A principal object of the present invention is an improved cylinder dryer for use in drying pulp and paper and the like.
It is another object of the present invention to provide such an improved cylinder dryer having improved thermal resistance and improved heat transfer.
It is another object of the present invention to provide a multiport cylinder dryer having improved thermal resistance and improved heat transfer for use in drying pulp and paper and the like.
It is another object of the present invention to provide such multiport cylinder dryer for maximizing drying rates in drying pulp and paper and the like.
It is another object of the present invention to provide such multiport cylinder dryer for maximizing drying rates in drying pulp and paper and the like by maximizing heat transfer from steam into the material to be dried, such as pulp and paper and the like.

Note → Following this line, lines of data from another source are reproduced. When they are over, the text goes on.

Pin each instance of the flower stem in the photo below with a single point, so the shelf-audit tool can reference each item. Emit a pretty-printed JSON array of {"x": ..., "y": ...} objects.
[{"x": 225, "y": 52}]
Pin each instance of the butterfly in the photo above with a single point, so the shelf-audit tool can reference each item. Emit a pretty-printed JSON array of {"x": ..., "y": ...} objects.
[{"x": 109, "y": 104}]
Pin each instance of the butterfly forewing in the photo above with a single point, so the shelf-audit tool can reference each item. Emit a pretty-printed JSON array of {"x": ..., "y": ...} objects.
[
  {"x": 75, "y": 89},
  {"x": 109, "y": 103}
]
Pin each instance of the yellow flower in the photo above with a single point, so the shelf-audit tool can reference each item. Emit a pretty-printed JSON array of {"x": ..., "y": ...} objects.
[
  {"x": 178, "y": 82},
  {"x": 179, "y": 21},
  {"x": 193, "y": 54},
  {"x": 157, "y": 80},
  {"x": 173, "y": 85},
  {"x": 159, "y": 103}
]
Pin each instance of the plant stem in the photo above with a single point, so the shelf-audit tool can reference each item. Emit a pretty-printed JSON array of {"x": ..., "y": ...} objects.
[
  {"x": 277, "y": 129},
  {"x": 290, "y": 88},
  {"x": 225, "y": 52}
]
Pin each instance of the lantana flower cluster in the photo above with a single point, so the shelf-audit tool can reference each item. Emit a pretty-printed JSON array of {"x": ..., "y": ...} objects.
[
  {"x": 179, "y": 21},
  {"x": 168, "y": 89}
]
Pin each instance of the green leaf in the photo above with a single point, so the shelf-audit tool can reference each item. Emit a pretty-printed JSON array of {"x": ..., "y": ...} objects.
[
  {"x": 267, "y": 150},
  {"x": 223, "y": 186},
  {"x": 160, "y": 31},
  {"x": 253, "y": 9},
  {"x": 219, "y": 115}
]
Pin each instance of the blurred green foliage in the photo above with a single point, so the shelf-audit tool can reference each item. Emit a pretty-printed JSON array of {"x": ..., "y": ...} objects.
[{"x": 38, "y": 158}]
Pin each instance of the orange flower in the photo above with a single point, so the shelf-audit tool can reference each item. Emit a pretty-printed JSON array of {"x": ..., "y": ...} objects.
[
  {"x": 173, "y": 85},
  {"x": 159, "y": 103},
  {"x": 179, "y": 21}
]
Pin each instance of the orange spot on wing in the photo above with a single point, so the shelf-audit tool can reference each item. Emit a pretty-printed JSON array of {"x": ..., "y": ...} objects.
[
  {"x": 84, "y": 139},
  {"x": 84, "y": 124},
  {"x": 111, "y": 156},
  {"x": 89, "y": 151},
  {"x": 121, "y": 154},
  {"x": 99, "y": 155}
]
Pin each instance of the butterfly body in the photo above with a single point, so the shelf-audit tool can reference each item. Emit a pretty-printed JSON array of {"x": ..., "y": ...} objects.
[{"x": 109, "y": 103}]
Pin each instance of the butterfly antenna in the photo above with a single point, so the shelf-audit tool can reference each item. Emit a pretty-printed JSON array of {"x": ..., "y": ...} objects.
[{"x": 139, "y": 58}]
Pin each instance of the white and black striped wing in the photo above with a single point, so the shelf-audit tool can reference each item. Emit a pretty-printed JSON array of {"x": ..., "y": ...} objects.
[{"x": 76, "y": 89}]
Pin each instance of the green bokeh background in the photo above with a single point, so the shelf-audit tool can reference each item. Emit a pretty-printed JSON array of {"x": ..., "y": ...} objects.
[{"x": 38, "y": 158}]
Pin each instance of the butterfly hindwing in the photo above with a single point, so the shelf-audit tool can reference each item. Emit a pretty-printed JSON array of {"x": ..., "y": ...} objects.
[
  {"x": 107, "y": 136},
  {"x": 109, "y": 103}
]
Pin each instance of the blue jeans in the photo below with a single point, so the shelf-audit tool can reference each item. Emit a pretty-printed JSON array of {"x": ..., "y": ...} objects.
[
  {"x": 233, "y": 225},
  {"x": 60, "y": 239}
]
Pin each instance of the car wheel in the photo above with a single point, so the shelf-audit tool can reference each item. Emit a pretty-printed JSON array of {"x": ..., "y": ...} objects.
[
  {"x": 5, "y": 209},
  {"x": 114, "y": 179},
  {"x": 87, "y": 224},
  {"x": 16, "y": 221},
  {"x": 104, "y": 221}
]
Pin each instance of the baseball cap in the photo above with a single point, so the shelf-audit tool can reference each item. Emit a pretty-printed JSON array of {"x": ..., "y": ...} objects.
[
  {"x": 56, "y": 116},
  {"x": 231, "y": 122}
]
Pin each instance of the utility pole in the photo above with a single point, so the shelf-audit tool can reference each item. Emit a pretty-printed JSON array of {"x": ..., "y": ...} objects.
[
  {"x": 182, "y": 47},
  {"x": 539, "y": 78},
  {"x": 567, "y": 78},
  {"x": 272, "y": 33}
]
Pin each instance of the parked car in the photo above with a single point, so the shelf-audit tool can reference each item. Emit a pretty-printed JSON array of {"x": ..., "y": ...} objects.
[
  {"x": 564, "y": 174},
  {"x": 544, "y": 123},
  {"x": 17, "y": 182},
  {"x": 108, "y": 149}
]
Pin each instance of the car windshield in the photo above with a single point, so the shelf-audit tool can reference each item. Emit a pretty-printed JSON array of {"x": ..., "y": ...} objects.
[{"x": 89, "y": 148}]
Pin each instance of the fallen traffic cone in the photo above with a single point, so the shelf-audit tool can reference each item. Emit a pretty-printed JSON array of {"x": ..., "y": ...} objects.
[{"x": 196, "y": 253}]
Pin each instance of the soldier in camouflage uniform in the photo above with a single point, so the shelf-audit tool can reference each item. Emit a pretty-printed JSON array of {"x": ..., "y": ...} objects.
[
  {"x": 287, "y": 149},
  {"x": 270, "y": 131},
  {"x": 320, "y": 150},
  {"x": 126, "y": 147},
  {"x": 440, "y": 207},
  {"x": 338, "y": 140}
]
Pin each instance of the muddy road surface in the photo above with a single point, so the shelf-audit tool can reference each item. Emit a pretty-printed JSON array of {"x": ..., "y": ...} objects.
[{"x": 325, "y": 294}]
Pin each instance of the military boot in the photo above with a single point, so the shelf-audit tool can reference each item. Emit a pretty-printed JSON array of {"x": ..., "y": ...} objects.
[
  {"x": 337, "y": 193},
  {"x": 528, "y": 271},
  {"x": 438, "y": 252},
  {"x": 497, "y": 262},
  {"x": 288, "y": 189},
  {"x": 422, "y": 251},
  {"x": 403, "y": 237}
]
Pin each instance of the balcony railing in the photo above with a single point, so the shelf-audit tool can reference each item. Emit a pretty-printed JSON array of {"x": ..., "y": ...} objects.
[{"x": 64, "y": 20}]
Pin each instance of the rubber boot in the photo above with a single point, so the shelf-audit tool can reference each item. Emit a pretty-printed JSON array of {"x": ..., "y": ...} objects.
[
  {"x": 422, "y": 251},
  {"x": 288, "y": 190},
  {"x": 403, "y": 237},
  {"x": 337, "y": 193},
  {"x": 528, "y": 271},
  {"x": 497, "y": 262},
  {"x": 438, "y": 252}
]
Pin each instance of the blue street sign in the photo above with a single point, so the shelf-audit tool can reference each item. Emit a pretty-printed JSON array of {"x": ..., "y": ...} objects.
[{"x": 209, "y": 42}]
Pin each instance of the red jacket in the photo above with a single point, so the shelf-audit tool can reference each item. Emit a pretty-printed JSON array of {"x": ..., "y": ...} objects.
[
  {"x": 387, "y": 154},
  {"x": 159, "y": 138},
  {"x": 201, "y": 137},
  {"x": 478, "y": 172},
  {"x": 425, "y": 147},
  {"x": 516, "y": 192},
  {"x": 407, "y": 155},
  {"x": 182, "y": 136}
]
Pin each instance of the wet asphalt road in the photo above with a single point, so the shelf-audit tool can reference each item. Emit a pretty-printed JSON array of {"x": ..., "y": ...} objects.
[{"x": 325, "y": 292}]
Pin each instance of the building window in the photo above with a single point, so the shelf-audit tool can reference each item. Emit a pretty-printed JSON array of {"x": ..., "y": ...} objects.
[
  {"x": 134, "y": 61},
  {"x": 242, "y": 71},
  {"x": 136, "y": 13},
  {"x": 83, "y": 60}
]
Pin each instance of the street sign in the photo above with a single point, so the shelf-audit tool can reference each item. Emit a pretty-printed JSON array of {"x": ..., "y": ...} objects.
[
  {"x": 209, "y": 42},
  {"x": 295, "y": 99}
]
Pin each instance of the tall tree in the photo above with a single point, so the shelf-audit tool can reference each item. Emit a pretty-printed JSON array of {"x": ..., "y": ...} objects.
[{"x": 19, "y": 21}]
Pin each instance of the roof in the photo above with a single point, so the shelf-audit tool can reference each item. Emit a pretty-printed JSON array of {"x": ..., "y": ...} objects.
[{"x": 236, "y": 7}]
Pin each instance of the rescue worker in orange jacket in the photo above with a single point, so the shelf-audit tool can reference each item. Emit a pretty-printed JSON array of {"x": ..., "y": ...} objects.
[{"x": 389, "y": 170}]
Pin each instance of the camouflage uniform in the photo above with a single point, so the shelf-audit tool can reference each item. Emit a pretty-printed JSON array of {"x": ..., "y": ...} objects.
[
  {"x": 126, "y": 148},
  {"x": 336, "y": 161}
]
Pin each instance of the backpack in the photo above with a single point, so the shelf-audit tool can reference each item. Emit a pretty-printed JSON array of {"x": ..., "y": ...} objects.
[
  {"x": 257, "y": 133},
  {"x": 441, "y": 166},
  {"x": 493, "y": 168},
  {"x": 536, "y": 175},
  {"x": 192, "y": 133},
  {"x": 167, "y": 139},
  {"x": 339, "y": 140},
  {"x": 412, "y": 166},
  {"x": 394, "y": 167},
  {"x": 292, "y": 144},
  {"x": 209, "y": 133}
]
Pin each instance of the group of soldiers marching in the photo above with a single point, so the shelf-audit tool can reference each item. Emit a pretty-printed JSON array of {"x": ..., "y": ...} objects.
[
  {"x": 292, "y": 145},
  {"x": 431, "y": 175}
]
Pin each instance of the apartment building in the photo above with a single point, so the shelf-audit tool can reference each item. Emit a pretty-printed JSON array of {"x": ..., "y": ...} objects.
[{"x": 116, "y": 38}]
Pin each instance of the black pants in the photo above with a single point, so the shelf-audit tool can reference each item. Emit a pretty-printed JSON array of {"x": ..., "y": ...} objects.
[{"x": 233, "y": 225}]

In brief, a multiport cylinder dryer for use with drying a web of pulp, paper, or similar material, and a method for drying a moving web of pulp, paper, or similar material are provided. The multiport cylinder dryer includes an outer cylinder dryer surface for transferring heat to a moving web to be dried. A plurality of multiport flow passages are positioned close to the outer cylinder dryer surface. The multiport flow passages are arranged for channeling steam flow for heating the cylinder dryer surface.
In accordance with features of the invention, the multiport cylinder dryer achieves significantly higher drying rates than conventional dryers by minimizing the condensate layer and maximizing the heat transfer surface area. The dominant heat transfer mode in the multiport cylinder dryer is convection, which is significantly more effective than conduction, the dominant heat transfer mode in conventional dryers.